In [78]:
import re
import requests
from bs4 import BeautifulSoup
import pandas as pd
from io import StringIO

def scrape_espn_bracket(url):
    """
    Scrape an ESPN tournament bracket page and extract matchup information.
    
    Args:
        url (str): The URL of the ESPN bracket page
        
    Returns:
        dict: Dictionary containing matchups organized by region
    """
    print(f"Scraping bracket from: {url}")
    
    # Send request with headers to mimic a browser
    headers = {
        'User-Agent': 'Mozilla/5.0 (Windows NT 10.0; Win64; x64) AppleWebKit/537.36 (KHTML, like Gecko) Chrome/91.0.4472.124 Safari/537.36'
    }
    
    response = requests.get(url, headers=headers)
    
    if response.status_code != 200:
        print(f"Failed to retrieve page: {response.status_code}")
        return None
    
    soup = BeautifulSoup(response.text, 'html.parser')
    
    # Find all items with the class 'BracketCell'
    bracket_cells = soup.find_all(class_='BracketCell')
    champ_cell = soup.find(class_='BracketCellChamp')
    print(f"Found {len(bracket_cells)} bracket cells")
    print(f"Found champion cell: {champ_cell is not None}")

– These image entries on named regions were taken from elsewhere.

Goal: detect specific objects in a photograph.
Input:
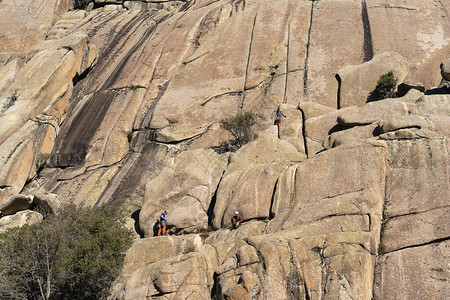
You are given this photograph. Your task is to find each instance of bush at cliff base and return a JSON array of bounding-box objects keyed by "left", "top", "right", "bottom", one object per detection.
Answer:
[{"left": 0, "top": 205, "right": 133, "bottom": 299}]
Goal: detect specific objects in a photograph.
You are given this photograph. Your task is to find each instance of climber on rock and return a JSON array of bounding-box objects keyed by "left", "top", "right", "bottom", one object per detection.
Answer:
[
  {"left": 158, "top": 210, "right": 169, "bottom": 236},
  {"left": 231, "top": 211, "right": 244, "bottom": 229},
  {"left": 274, "top": 108, "right": 286, "bottom": 126}
]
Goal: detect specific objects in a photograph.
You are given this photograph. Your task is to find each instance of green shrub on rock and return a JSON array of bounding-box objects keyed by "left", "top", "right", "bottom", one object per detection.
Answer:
[
  {"left": 367, "top": 71, "right": 398, "bottom": 102},
  {"left": 0, "top": 205, "right": 132, "bottom": 299}
]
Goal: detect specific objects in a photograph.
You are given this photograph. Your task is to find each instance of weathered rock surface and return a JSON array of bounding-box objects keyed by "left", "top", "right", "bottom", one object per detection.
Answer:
[
  {"left": 0, "top": 195, "right": 34, "bottom": 216},
  {"left": 212, "top": 126, "right": 305, "bottom": 228},
  {"left": 0, "top": 0, "right": 450, "bottom": 299},
  {"left": 0, "top": 0, "right": 72, "bottom": 52},
  {"left": 374, "top": 240, "right": 450, "bottom": 299},
  {"left": 139, "top": 150, "right": 228, "bottom": 236},
  {"left": 0, "top": 210, "right": 43, "bottom": 233},
  {"left": 337, "top": 52, "right": 409, "bottom": 108}
]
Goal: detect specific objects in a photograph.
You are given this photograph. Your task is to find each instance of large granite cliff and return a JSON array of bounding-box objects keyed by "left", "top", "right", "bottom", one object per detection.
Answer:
[{"left": 0, "top": 0, "right": 450, "bottom": 299}]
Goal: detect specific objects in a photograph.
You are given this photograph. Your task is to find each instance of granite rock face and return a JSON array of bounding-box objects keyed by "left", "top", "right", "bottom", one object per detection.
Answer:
[{"left": 0, "top": 0, "right": 450, "bottom": 299}]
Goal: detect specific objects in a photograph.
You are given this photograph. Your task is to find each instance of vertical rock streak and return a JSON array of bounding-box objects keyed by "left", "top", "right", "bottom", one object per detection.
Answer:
[
  {"left": 303, "top": 1, "right": 315, "bottom": 97},
  {"left": 361, "top": 0, "right": 373, "bottom": 62},
  {"left": 239, "top": 12, "right": 258, "bottom": 109},
  {"left": 283, "top": 23, "right": 291, "bottom": 103}
]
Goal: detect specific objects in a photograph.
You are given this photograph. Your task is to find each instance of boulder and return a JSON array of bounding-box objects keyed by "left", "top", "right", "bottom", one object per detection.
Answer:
[
  {"left": 415, "top": 94, "right": 450, "bottom": 136},
  {"left": 0, "top": 116, "right": 58, "bottom": 204},
  {"left": 380, "top": 206, "right": 450, "bottom": 253},
  {"left": 305, "top": 107, "right": 356, "bottom": 157},
  {"left": 0, "top": 194, "right": 34, "bottom": 216},
  {"left": 384, "top": 137, "right": 450, "bottom": 220},
  {"left": 374, "top": 239, "right": 450, "bottom": 299},
  {"left": 218, "top": 230, "right": 373, "bottom": 299},
  {"left": 365, "top": 0, "right": 450, "bottom": 89},
  {"left": 110, "top": 252, "right": 210, "bottom": 300},
  {"left": 379, "top": 115, "right": 433, "bottom": 133},
  {"left": 0, "top": 210, "right": 43, "bottom": 233},
  {"left": 139, "top": 149, "right": 228, "bottom": 237},
  {"left": 323, "top": 123, "right": 379, "bottom": 149},
  {"left": 298, "top": 102, "right": 336, "bottom": 121},
  {"left": 213, "top": 126, "right": 305, "bottom": 228},
  {"left": 266, "top": 143, "right": 386, "bottom": 247},
  {"left": 337, "top": 52, "right": 409, "bottom": 108},
  {"left": 337, "top": 99, "right": 409, "bottom": 127},
  {"left": 122, "top": 234, "right": 202, "bottom": 277}
]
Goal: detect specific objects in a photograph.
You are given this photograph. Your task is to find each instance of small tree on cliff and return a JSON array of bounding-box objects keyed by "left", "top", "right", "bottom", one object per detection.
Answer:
[
  {"left": 220, "top": 112, "right": 256, "bottom": 150},
  {"left": 0, "top": 205, "right": 132, "bottom": 300},
  {"left": 367, "top": 71, "right": 398, "bottom": 102}
]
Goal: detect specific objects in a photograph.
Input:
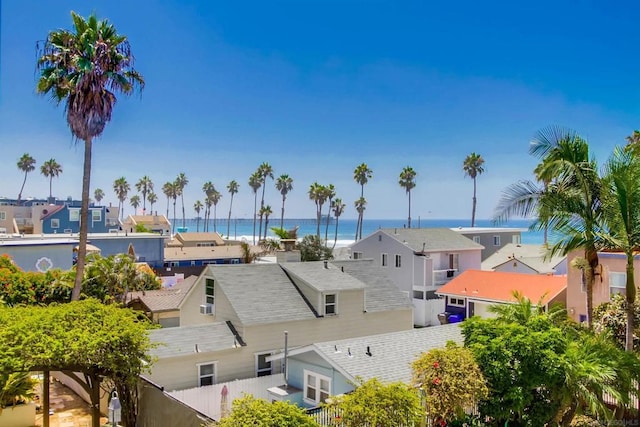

    # Some hacky checking to remove first four games
    if len(bracket_cells) > 62:
        print("Removing first four games")
        bracket_cells = bracket_cells[:-4]
        print(f"Remaining bracket cells: {len(bracket_cells)}")

    bracket_cells.append(champ_cell)  # Add the champion cell to the list of bracket cells if it exists

    # Grab teams from the bracket cells
    # for cell in bracket_cells:
    #     team_cells = cell.find_all(class_='BracketCell__Name')
    #     team_names = [ind_team_cell.get_text(strip=True) for ind_team_cell in team_cells]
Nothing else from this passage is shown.